The following is an open letter which I have posted on my blog ( and copied to both The Royal Gazette and the Bermuda Sun.

I am writing to express my confusion at the latest release of graduation rate statistics.  Unfortunately the quoted 22% jump is not clear to me as it is accompanied by a 31% drop in enrollment levels.  This leads me to wonder how graduation rates are calculated and whether or not dropouts are included in the calculation. 

Back in January, it was suggested in an article in The Royal Gazette that the way graduation rate statistics are calculated has been changed.
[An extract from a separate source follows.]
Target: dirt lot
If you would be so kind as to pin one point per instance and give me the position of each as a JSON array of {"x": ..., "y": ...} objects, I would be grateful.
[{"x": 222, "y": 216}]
“In previous years, said Mr. Horton, students who were not enrolled in the BSC programme were included in published graduation rates, giving an inaccurate set of results. “

“He said previous statistics were also less reliable because there were was no way of knowing whether students had left the school system before graduating privately in Bermuda or abroad; if they were institutionalized; or if they dropped out in the traditional sense of the word. “

Could you please clarify for me the definition of those who are enrolled in the BSC programme and how the graduation rate is calculated for each school?  My understanding is that the new way of calculating measures students who enter Senior Four and leave with a BSC while discounting those who transferred to other schools or left the island.  However, this method would not yield accurate numbers for how many students entered Senior One, compared to how many left with a BSC four years later.  Thus, the statistics for those who did not progress through Senior One through Four are lost which makes an accurate measure of the number of individuals who dropped out difficult to ascertain.

Would you be so kind as to provide me a breakdown of how graduation rates are presently calculated along with dropout statistics and enrollment levels for Seniors One through Four?